Nevertheless, boroughs in east London are pressing ahead with their plans. Tower Hamlets was recently forced to restart a consultation on its late night levy after a first attempt was the subject of a successful legal challenge by the Association of Licensed Multiple Retailers (ALMR). Kate Nicholls, chief executive at the ALMR, said:

“We will continue to oppose these measures wherever they are considered in any part of the UK and will urge local authorities’ to work with businesses, not against them, to find solutions to any issues they may have.”
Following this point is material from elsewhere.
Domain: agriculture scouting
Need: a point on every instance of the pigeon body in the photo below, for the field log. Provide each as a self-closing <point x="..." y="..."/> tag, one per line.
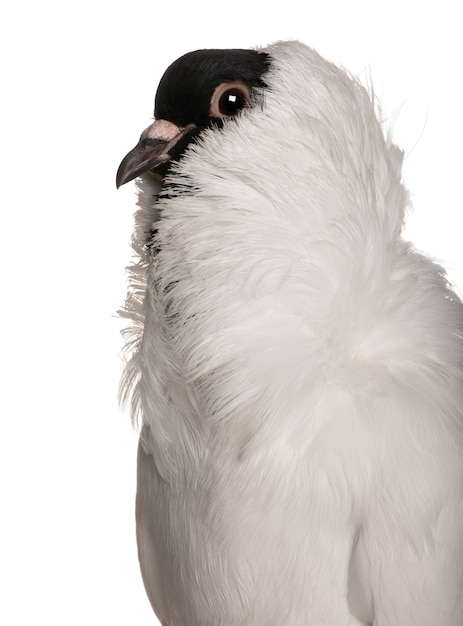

Meanwhile, Hackney council intends to introduce a levy after a consultation which revealed 52 per cents of respondents were in favour of the plans. Announcing the consultation in February, licensing chair Emma Plouviez said:

“With ever-shrinking budgets, we need to find a way to ensure the our nightlife can continue to operate safely, so we’re considering looking to these businesses for a contribution towards making sure their customers can enjoy a safe night out and their neighbours and surrounding community doesn’t suffer.”

With budgets stretched, it’s inevitable that councils will seek to take advantage of any source of income they can. Nevertheless, earlier examples of the late night levy suggest this nightlife tax is unlikely to prove as lucrative as is hoped. Even if it does, should we expect nightlife venues to plug the gap left by public sector cuts?